By dividing the cells into four floods, the number of noise-generating pressure pulses increases fourfold compared to a single-flow rotor. By displacing the cell walls within a pair of floods by half a cell width, as can be seen from FIG. 3, there is a time shift of the pressure pulses relative to one another of exactly half a period. The resulting interference reduces the amplitude of the fundamental frequency. There is thus interference with an amplitude-reducing effect in the fundamental frequency. The effectiveness of this measure depends heavily on the noise spectrum generated by this rotor. In the case of machines that have been designed, the intensity of the fundamental frequency, subjectively and also objectively measurable, makes the greatest contribution to noise pollution. The proportion of harmonics in the noise generation is relatively low; the second harmonic is already 20 dB quieter than the noise caused by the fundamental frequency. In fact, however, it is not possible to completely erase the fundamental frequency. Theoretically, this would only be possible with infinitely small cell heights, because the pressure fluctuations can only influence one another in the immediate vicinity of the intermediate tube. The gas particles located far from one another in the radial direction are not affected by the interference effect because, because of their distance, they cannot exert any momentum on one another.

Since in addition to the fundamental frequency, its harmonic frequencies are present and only by moving the cell walls Amplitudes of the fundamental frequency and their odd multiples right are dominated in the remaining noise spectrum only the even multiples of the fundamental frequency.

The ingested by all cells including the cell walls  The circular area is level with the four floods Splits. This equal division is thermodynamically green more than an equal division.

From Fig. 2 it can be seen that the edges of the channels 19 and 21 and the pockets 20 extending transversely to the circumferential direction of the rotor are rectilinear and radial. If the cells walls 15 , 16 of the rotor 2 , as is the case in the embodiment of the rotor shown in FIG. 3, are also radial and straight, this has the consequence that the cell channels face all the floods of the rotor abruptly open the fixed ducts in the air and gas housing and the free duct cross-section then increases sharply. The sudden inflow of gas or air caused by this sudden increase in cross-section can lead to subjectively more unpleasant noises, since the pressure profile creates higher-frequency components, the elimination or at least mitigation of which is sought.
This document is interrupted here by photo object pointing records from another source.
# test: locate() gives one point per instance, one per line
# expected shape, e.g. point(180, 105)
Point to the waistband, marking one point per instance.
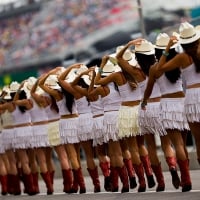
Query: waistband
point(131, 103)
point(40, 123)
point(196, 85)
point(174, 95)
point(22, 125)
point(69, 116)
point(98, 115)
point(53, 120)
point(8, 127)
point(156, 99)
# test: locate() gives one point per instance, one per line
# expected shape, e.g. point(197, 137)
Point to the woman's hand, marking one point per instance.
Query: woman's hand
point(137, 41)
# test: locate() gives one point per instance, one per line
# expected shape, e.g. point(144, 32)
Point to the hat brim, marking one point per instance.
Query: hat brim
point(164, 47)
point(190, 40)
point(56, 87)
point(146, 52)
As experiments have shown, this can be done from this source Reduce resulting noise in that the transverse to the circumferential direction bounding edges of the inputs and Outlet channels for air and gas are not radial, but not in shown way in the direction of a secant or in the form of egg ner extending substantially in the radial direction Wavy line to be executed.

Claims (5)

1.Multi-flow gas dynamic pressure wave machine, with a rotor, a housing enclosing the rotor and an air housing and a gas housing with channels for the supply and discharge of the gaseous working medium, the cell ring of the rotor being arranged in concentric floods by a plurality of intermediate pipes arranged between a hub pipe and a cover band is divided, characterized in that three intermediate tubes divide the cell ring into four floods. 2. Multi-flow gas dynamic pressure wave machine after Claim 1, characterized in that the two outer Floods and the two inner floods each have the same cells have number. 3. Multi-flow gas dynamic pressure wave machine after Claim 2, characterized in that the two outer Floods 40 cells each and the two inner floods each two have 32 and 34 cells. 4. Multi-flow gas dynamic pressure wave machine after Claim 1, characterized in that the four floods are of equal height in the radial direction. 5. Multi-flow gas dynamic pressure wave machine after Claim 2, characterized in that the at least approximately radially directed cell walls of the two outer Floods and the cell walls of the two inner floods by each half a cell division are offset from each other.